Vita

The musical career of the Russian conductor Yuri Temirkanov, who was born in 1938 in Nalchik in the foothills of the Caucasus, has been closely linked with the city of St. Petersburg. He moved to what was then known as Leningrad at the age of 13 to take up his studies in violin and viola, later completing Ilya Musin’s conducting class at the Conservatory. Temirkanov won the All-Soviet National Conducting Competition in 1966 and was entrusted with leading the Moscow Philharmonic Orchestra on a tour through Europe and America. He took on his first leadership position with the Leningrad Symphony Orchestra in 1968 and was appointed to head the Kirov Theater, known today as the Mariinsky Theater, in 1976. For a dozen years, he was responsible for guiding this acclaimed company and also appeared there as a director. Since 1988 he has served as head of the St. Petersburg Philharmonic, which he conducts on tours all over the world. Temirkanov has also had a successful career in the West. He helmed the Royal Philharmonic Orchestra in London from 1992 to 1998 as well as the Baltimore Symphony Orchestra from 2000 to 2006, and he was music director of the Teatro Regio in Parma from 2010 to 2012. Temirkanov has additionally conducted the Vienna and Berlin Philharmonics, the Royal Concertgebouw Orchestra Amsterdam, the Dresden Staatskapelle, the London Symphony Orchestra, and La Scala in Milan; in the United States, he has led the major orchestras of New York, Philadelphia, Boston, Chicago, Cleveland, San Francisco, and Los Angeles.
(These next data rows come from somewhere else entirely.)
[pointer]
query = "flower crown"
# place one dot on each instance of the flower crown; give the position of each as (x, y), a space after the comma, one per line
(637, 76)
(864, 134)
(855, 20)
Yuri Temirkanov has been awarded all four degrees of the Russian Order “For Merit for the Country.” In Italy, he received the Premio Abbiati in 2003 and in 2007 and, in 2014, the Arturo Benedetti Michelangeli Prize. In the fall of 2015, he was named Honorary Conductor of the Orchestra dell’Accademia Nazionale di Santa Cecilia.

LUCERNE FESTIVAL (IMF) debut on 5 September 1992 with the St. Petersburg Philharmonic in a program of Tchaikovsky and Mussorgsky.